The House of Commons consists to-day of 707 members, of whom 492 sit for English constituencies, 36 for Welsh, 74 for Scottish, and 105 for Irish. Fifteen of the members are chosen, under somewhat special arrangements, to represent the principal universities. The remaining 692 are elected in county or borough constituencies 372 in the former and 320 in the latter - under a suffrage law which falls not far short of being the most democratic in the world. The regulations governing the qualifications for election are simple and liberal. There was once a residence qualification. But in the eighteenth century it was replaced by a property qualification, which, however, in 1858 was in its turn swept away.2 Oaths of allegiance and oaths imposing religious tests formerly debarred many persons from candidacy. But all that is now required of a member is a very simple oath or affirmation of allegiance, in a form compatible with any shade of religious belief or unbelief.
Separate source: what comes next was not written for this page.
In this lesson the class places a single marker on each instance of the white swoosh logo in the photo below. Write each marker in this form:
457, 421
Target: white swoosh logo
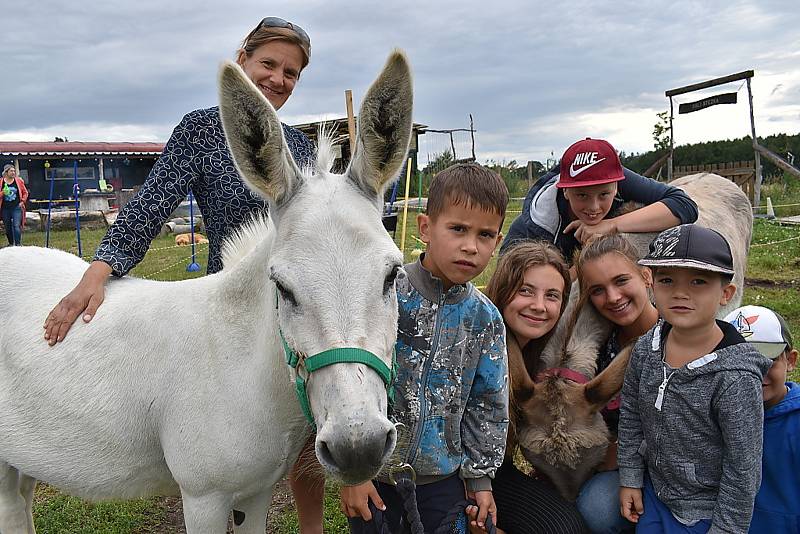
573, 173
Any British subject who is of age is qualified for election by any constituency to which he [or she] chooses to offer himself [or herself] as a candidate, unless he [or she] belongs to one of a few small groups chiefly peers (except Irish); clergy of the Roman Catholic

1 The Electorate and the Legislature (London, 1892), 48.

2 The rule requiring county members to be residents of the counties they represented was formally abolished in 1774. From 1710 to 1858 the property qualification required of county members was £600 a year, in possession or expectancy, derived from the ownership of land; the qualification of borough members was £300.